Müzikal anlamda hedefleriniz neler?

Zeyn’el: Folk-rock, türkü-rock dediğimiz alanda müzikler üreterek Anadolu kültürünü ve derinliğini yurtdışında yeni halleriyle dinlenilebilinir kılmak en büyük müzikal hayalim. Yeni nesil bir aşık/ozan olabilmeyi istiyorum. Biliyorum ki bu yol uzundur dağlar dolanır ve zordur ama sanki bunların bir kısmı olmaya başladı bile. Ancak müjdelerini her şey daha kesin bir hale geldiğinde önümüzdeki günlerde vereyim.

Aşk hayatınız nasıl gidiyor? İlişkilerinizde çok kıskanç mısınız?

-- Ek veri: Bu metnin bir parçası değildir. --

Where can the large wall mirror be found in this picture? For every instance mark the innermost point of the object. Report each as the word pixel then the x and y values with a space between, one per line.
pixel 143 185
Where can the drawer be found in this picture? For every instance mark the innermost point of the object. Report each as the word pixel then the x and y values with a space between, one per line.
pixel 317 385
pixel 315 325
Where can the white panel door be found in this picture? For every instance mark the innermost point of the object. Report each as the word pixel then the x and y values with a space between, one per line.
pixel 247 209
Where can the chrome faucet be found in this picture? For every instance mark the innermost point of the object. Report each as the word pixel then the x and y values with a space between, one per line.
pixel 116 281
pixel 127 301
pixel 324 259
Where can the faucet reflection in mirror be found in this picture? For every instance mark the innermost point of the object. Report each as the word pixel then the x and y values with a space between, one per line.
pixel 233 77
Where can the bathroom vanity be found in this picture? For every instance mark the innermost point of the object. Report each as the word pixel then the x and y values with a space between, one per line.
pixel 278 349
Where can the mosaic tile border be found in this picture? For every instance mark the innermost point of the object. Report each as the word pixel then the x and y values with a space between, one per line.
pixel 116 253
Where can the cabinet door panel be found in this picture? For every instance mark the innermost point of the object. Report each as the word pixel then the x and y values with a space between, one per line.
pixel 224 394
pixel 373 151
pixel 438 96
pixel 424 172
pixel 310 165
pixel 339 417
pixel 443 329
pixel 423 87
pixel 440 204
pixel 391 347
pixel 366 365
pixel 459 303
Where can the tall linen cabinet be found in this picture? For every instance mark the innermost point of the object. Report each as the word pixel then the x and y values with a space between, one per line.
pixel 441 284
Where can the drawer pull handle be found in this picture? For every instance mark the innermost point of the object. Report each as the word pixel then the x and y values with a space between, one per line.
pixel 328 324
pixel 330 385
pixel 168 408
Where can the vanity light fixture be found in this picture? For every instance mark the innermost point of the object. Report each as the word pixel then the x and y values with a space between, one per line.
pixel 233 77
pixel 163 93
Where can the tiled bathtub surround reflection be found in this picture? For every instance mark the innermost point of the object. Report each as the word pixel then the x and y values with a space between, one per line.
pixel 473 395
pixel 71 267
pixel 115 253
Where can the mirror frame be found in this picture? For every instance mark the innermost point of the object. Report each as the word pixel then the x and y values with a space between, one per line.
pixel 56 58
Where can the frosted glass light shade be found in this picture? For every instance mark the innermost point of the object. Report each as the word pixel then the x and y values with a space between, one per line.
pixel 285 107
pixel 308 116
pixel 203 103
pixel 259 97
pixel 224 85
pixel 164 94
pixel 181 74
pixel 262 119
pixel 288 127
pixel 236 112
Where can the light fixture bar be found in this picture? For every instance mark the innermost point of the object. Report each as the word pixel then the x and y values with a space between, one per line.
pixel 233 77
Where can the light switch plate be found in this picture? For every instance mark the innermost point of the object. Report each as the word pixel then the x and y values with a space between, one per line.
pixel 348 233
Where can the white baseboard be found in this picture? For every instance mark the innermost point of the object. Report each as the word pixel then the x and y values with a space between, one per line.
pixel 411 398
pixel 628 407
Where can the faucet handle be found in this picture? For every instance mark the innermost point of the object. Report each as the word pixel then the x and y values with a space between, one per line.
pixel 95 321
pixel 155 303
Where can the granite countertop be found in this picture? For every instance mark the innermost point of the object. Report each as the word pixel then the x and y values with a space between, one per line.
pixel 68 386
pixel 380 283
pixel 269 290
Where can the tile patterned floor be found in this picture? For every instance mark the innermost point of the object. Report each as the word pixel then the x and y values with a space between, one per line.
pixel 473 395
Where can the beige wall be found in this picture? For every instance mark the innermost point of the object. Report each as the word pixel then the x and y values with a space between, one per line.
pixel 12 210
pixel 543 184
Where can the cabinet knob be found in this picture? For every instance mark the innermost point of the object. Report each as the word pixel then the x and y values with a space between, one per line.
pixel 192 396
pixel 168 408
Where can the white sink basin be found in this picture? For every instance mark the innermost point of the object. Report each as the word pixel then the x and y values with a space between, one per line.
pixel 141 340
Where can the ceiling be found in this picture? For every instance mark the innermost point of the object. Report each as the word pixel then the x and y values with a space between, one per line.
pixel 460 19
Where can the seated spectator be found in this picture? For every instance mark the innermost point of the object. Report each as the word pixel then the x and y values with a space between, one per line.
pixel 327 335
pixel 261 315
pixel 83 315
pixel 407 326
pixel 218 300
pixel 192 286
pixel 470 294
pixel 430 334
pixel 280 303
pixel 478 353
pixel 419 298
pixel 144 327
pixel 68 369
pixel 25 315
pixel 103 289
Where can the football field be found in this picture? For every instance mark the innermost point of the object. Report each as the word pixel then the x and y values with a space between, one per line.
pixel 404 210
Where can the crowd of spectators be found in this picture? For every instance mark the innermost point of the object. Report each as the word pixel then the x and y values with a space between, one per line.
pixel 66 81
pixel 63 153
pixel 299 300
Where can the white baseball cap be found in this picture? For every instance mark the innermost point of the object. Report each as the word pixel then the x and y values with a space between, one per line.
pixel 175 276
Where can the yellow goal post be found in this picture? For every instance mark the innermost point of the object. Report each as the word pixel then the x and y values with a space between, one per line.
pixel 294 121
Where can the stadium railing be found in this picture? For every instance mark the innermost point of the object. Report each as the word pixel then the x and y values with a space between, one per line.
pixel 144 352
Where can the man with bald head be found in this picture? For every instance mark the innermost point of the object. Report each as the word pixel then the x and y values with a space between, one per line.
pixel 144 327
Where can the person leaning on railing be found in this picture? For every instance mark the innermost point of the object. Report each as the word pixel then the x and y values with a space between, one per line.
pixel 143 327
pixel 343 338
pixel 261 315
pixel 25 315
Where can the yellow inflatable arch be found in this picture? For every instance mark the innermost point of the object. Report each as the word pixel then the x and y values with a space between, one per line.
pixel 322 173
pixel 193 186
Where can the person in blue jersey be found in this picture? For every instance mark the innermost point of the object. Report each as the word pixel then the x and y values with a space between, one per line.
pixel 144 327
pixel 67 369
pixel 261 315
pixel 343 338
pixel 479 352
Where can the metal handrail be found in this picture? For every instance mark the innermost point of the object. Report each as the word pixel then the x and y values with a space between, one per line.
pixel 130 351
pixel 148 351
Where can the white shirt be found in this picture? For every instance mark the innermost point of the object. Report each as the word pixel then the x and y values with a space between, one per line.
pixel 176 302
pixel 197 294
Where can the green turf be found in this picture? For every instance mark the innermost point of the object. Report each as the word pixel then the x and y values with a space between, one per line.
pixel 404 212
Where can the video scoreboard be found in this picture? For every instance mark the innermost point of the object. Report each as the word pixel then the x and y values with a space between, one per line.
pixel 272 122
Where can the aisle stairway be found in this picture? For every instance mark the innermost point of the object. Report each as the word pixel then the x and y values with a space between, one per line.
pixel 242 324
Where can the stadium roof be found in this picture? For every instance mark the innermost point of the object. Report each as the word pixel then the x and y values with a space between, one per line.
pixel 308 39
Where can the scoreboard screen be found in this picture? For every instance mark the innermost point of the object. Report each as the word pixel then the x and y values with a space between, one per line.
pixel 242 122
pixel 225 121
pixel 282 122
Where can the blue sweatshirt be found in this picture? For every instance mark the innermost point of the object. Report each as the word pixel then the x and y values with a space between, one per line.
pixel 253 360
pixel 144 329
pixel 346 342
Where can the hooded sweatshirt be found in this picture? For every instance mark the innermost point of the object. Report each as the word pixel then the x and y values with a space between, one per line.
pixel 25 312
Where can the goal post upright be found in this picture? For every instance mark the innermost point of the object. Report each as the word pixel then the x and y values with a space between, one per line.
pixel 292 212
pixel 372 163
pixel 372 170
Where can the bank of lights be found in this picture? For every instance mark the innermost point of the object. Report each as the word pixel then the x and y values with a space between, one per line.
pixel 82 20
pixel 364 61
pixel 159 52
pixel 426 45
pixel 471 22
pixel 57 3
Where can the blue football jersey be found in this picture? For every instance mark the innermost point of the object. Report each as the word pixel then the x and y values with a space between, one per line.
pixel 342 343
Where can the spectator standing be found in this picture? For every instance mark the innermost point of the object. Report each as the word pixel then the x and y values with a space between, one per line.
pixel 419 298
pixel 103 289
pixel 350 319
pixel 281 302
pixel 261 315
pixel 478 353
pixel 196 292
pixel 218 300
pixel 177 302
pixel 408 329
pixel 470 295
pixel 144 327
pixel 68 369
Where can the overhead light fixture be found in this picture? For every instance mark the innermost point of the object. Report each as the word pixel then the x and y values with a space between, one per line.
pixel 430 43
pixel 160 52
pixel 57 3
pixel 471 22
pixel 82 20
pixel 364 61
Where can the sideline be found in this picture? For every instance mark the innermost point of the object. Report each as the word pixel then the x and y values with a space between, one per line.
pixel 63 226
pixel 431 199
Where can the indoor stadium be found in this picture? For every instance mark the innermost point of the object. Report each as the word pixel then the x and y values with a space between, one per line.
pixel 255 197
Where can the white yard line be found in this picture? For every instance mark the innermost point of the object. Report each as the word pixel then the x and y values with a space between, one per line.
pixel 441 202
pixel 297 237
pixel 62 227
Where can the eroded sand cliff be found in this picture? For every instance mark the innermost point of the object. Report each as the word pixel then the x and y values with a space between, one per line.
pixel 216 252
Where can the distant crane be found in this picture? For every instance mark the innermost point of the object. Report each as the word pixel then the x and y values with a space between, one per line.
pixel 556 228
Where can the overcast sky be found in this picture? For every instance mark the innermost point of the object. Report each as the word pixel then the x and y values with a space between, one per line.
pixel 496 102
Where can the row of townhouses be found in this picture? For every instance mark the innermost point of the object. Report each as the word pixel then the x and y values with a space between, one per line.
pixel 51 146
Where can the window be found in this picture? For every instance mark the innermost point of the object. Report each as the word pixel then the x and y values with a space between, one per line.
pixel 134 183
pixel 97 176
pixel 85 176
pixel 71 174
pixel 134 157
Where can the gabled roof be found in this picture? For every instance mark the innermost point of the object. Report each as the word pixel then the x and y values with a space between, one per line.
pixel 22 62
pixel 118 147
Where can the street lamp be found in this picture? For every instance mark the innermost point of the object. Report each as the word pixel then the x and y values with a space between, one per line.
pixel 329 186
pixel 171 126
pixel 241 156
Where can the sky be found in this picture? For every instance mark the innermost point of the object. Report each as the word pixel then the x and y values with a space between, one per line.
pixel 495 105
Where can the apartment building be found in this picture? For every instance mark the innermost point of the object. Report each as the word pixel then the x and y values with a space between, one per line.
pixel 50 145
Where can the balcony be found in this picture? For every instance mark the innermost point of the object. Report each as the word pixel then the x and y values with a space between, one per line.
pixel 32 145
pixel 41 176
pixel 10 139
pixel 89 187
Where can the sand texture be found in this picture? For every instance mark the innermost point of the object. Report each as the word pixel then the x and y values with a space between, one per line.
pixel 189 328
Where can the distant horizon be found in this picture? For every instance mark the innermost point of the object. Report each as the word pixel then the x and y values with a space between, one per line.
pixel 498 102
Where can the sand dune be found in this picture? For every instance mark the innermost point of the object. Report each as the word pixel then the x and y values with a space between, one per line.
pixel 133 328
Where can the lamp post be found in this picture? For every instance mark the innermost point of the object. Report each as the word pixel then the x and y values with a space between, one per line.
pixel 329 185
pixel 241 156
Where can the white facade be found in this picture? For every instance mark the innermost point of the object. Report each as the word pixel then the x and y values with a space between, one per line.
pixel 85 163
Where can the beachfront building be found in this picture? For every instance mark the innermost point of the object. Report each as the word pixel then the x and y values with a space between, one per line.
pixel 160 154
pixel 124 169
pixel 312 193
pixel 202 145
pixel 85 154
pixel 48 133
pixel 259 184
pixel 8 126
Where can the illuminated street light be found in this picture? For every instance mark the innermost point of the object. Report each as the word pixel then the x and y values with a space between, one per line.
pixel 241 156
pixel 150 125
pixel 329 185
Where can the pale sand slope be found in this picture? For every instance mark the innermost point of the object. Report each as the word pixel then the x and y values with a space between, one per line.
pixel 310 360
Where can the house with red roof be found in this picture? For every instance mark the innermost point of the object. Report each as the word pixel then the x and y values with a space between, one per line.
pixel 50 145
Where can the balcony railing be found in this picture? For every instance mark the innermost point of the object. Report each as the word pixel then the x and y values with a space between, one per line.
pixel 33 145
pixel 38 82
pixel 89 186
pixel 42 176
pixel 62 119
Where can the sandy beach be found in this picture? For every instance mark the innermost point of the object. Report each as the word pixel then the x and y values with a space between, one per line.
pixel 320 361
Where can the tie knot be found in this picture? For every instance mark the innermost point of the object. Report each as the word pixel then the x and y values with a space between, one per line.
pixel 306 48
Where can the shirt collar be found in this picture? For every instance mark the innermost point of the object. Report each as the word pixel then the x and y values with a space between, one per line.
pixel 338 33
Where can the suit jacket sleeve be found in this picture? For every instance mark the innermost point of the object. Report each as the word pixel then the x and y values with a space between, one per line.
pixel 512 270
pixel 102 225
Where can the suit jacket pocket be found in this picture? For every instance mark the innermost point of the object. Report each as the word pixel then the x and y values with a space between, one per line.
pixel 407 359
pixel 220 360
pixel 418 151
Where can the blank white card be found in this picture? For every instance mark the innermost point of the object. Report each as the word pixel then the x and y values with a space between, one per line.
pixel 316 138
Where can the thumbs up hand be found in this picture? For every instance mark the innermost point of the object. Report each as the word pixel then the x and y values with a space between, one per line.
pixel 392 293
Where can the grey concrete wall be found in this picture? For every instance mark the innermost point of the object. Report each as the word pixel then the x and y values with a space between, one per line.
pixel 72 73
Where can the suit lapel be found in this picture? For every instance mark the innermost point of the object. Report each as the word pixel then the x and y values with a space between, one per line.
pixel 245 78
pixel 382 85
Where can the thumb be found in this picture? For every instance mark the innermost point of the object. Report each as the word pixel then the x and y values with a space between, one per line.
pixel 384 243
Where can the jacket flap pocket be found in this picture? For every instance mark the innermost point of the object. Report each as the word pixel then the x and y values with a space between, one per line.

Zeyn’el: Aslında bu aralar aşk hayatım biraz karışık ama kimin karışık değildir ki diyerek kaçasım geliyor bu sorudan :) Şaka bir yana aşkın yaşamımızdaki en yüce şey olduğunu düşünüyorum ve karmaşık, içinden çıkılamaz durumların tam da aşkın kendisinidışarı vurduğu anlar olarak düşünüyorum. Aşk hele ki benim gibi aşık/ozan geleneğinin temsilcilerinden biri olmaya çalışan bir kimse için hem yolu var eden, hem yollara düşüren hem de müziğe sebep olandır. Aşk ile diyorum… ????